「ねえ、あの女の人って彼女?」


「えっ?」


「ほら、二人で花見してたじゃん」



私はベッドから起き上がりながら言う。



「は、お前居たの?」


「居たよ。で? 彼女?」


「っ、まあな。そうだよ」


「やるねえ。良いねえ、春だねえ」



京一を冷やかしながら寝室を出る。



「はあ? お前はどうなんだよ、レイヤと……」


「あ、ユウ! お腹すいた!」



リビングに行くとユウが何やらフライパンを持っているのが見えた。



「聞けよ!」


「あははっ」



京一の不満げな声に笑うと、ユウは私達を見て穏やかな笑みを浮かべた。



「仲直りしたのか」


「まあ……」



元々喧嘩してた訳じゃないんだけど。



「ね、何作ってるの?」


「んー? 焼き肉。もう出来るよ」


「じゃ、3人で食べよ?」


「そうだな。京一、皿出して」



ユウは振り返りもせずに京一に言い付ける。



「え、どこだよまず」


「ここだよ。使えないなあ、全く」



私はそう言いながら彼の横をすり抜け、食器棚から丁度良い大きさの平皿を三枚出した。



「いやいや、俺ここ初めて来たんだけど」


「ははっ、レイ、京一に当たり強いな」


「ふふっ」



笑い声が響く食卓。

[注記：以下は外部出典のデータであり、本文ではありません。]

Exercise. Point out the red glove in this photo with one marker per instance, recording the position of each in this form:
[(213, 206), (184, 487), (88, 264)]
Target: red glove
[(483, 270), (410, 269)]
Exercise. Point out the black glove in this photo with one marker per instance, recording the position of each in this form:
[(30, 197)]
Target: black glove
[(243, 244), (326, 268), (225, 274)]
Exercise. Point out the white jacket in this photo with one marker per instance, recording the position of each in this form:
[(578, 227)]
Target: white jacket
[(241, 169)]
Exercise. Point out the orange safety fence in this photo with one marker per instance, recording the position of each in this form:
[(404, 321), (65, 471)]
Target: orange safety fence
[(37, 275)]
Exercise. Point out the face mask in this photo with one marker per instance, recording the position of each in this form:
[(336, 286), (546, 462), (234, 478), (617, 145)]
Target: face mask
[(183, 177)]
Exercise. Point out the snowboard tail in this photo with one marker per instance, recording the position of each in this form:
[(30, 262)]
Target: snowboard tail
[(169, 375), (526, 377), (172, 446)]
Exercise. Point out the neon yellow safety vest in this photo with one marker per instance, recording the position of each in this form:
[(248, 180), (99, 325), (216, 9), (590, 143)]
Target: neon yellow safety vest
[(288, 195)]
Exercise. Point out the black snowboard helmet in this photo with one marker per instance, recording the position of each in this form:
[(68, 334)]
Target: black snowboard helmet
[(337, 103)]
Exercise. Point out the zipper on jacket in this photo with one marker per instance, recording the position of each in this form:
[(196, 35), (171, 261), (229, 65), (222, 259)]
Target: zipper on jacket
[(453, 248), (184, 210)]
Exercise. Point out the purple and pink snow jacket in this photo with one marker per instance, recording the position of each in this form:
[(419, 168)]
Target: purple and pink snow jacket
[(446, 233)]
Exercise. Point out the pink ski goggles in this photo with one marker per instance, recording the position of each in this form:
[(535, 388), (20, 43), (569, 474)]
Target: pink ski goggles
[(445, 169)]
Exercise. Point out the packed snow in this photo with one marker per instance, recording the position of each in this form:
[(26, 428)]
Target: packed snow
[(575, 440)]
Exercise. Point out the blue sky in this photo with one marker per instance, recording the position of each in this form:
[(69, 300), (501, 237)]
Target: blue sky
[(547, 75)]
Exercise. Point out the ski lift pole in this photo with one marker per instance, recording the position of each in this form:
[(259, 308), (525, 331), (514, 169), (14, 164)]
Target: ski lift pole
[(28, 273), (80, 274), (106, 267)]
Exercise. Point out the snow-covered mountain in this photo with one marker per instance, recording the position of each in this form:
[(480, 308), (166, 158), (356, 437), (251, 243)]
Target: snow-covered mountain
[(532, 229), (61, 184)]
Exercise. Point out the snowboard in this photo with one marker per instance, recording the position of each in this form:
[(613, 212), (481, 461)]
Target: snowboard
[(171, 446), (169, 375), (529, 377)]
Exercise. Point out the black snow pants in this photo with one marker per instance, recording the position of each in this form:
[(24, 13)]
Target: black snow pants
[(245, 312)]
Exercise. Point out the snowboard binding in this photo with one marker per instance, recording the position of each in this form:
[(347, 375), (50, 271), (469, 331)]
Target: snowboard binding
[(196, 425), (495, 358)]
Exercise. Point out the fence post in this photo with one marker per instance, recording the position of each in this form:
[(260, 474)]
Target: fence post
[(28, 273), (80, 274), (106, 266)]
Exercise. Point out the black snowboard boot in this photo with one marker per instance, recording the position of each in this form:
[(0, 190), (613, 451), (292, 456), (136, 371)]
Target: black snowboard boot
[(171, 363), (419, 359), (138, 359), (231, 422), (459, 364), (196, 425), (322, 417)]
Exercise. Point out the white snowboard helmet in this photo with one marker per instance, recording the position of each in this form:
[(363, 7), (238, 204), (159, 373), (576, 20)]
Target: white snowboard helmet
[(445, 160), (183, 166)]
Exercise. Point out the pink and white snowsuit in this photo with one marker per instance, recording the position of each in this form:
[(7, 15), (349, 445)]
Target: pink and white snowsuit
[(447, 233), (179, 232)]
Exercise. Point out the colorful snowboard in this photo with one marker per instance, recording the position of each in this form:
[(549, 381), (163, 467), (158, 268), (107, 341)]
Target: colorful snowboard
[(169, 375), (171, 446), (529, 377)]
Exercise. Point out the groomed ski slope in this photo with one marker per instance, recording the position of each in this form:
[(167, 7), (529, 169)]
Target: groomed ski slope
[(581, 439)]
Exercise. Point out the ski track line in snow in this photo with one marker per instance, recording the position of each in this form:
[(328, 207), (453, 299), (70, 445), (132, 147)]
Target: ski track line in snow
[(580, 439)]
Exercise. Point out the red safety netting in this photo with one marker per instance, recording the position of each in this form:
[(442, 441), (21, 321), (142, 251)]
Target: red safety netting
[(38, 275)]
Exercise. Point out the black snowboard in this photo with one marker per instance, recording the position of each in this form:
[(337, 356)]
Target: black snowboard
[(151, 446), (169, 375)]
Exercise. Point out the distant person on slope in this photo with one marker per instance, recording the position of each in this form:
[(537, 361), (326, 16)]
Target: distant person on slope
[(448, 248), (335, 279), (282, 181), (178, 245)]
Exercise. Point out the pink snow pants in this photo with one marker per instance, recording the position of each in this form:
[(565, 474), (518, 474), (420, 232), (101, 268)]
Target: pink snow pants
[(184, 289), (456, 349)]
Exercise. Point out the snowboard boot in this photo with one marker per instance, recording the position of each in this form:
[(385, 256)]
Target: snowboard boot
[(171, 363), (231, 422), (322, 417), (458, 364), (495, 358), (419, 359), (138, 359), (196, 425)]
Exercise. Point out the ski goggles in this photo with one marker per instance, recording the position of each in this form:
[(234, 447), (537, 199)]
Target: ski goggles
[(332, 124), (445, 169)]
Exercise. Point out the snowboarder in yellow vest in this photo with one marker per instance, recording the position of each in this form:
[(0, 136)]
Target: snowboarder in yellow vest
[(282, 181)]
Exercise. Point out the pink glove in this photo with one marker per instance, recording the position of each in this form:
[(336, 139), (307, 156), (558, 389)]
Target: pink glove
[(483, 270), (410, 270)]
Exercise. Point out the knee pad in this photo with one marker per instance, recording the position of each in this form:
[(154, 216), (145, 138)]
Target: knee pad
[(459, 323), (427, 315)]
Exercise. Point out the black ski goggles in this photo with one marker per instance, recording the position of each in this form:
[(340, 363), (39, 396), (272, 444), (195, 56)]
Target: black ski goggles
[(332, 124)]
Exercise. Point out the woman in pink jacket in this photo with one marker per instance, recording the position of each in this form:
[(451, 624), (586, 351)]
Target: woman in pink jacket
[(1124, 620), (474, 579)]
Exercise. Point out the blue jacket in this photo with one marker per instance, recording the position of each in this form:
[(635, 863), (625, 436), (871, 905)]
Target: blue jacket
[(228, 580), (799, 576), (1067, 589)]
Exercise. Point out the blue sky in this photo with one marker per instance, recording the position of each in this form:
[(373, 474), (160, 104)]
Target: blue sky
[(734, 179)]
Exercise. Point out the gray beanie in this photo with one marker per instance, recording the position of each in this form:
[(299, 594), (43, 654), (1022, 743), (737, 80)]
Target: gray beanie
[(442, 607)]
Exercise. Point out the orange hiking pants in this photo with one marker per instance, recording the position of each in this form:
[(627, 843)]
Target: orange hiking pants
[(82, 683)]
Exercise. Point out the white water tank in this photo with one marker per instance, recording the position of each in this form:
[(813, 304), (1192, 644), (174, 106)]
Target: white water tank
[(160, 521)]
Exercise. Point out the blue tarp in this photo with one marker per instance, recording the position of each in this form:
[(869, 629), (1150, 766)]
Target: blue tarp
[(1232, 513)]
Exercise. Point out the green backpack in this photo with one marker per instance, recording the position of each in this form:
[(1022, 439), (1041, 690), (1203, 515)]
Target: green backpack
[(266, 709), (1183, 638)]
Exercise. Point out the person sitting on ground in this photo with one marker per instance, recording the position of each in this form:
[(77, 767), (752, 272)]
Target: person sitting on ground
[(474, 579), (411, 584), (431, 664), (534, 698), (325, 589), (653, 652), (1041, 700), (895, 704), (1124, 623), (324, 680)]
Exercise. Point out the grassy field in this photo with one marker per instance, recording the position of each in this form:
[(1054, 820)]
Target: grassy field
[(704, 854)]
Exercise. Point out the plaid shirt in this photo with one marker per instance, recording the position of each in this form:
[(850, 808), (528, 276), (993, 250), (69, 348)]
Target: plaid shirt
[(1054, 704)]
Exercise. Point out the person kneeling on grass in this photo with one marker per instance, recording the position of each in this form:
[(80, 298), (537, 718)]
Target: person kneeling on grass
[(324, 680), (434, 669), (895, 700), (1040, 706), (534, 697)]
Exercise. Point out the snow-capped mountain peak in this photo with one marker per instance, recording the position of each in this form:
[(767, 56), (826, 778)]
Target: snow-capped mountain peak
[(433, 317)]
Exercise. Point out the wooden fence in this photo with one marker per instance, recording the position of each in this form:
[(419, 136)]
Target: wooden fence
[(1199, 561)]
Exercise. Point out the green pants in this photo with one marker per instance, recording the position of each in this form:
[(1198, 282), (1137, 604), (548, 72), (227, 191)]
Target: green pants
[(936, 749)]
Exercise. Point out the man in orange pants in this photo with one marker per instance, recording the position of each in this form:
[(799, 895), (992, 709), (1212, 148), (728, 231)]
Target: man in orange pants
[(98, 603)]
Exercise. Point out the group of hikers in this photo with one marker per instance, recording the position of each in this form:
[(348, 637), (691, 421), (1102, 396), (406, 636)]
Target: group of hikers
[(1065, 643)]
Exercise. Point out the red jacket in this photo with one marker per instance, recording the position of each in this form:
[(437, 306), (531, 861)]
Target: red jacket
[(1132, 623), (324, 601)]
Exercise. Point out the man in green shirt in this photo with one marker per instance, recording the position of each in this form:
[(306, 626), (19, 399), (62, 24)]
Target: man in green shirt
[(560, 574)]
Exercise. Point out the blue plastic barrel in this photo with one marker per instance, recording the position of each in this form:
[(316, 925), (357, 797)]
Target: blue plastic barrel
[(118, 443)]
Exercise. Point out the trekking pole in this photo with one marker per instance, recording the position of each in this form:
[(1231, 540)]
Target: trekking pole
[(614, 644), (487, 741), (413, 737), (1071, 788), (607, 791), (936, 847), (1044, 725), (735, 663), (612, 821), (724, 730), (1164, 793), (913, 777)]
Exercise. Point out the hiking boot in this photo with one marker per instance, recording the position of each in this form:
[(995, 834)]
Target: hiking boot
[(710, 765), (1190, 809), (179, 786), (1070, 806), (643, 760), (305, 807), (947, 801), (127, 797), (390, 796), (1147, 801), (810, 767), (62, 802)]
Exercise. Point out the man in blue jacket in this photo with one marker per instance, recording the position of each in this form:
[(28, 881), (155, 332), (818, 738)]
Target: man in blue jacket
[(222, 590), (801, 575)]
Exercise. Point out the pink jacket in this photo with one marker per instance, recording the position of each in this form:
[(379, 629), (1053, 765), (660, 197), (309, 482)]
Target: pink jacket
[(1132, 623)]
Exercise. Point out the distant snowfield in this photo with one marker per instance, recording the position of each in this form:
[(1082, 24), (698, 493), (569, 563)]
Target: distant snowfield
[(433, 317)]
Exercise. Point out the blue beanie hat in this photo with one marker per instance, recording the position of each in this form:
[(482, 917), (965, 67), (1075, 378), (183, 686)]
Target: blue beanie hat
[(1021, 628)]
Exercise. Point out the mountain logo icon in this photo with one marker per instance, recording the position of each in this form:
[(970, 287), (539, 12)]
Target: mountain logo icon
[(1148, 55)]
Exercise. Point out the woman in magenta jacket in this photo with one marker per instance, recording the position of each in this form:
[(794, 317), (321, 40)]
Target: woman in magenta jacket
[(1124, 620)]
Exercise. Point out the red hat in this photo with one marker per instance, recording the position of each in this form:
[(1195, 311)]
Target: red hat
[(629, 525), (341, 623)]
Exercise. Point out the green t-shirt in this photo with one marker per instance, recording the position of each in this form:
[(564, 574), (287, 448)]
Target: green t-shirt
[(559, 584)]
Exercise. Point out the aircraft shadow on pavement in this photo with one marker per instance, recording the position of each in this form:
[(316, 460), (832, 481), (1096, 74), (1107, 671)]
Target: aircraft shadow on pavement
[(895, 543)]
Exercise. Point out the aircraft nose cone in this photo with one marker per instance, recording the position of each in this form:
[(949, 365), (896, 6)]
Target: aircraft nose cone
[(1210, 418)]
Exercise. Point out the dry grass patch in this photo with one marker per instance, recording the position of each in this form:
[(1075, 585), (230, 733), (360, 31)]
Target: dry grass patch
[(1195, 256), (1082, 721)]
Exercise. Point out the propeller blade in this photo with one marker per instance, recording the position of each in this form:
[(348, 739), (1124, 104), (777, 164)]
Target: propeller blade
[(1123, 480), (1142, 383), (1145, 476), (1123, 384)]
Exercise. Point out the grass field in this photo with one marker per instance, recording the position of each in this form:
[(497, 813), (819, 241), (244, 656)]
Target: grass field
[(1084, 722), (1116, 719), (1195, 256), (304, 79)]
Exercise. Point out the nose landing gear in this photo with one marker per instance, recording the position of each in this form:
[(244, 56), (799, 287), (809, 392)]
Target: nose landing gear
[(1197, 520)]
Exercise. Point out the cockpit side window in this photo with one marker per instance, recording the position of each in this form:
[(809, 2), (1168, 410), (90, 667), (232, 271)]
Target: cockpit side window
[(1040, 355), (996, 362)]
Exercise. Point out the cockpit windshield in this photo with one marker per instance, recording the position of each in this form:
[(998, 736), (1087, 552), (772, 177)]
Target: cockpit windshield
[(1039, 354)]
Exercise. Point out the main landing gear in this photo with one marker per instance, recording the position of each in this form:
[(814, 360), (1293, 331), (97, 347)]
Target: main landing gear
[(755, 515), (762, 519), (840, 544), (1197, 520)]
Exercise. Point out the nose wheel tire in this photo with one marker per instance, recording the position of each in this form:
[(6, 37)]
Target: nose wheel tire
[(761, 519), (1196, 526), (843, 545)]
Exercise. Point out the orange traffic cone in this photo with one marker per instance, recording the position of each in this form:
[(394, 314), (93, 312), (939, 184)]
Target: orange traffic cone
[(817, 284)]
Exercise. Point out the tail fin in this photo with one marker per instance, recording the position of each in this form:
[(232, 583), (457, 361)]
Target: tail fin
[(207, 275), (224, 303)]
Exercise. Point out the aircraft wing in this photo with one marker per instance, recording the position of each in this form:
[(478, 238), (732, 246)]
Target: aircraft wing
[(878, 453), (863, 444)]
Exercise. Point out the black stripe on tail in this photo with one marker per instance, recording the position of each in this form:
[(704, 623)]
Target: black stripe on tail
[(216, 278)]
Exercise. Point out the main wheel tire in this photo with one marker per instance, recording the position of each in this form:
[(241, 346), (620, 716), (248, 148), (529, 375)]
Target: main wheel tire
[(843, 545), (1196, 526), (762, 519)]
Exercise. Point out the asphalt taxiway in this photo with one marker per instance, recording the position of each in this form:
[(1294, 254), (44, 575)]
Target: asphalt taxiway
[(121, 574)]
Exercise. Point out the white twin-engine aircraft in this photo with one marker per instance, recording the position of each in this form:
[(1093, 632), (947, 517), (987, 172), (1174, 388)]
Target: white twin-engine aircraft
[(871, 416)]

それは私が欲していたものだ。

やはり昨日の体験は怖かったのだろう。張り詰めていたものが急に切れて、京一が笑いかけてくれて、ユウが笑いかけてくれて。みんなで一緒のテーブルを囲んで、同じものを食べる。


あれ、ヤバい泣きそう。


止める暇もなく頬を伝った涙を、二人に気付かれないように拭う。

深呼吸をしていると、隣で中身を皿に盛り終わったフライパンを置いたユウが私の頭をポンポンと叩いた。


え、もしかして気付かれてた?


慌てて顔を上げると、ユウは何も言わずただ目を細めて笑う。


――ああもうほんと、好き。



「ほら、食べるぞー」



ユウの声を合図に、みんな急いで席に着く。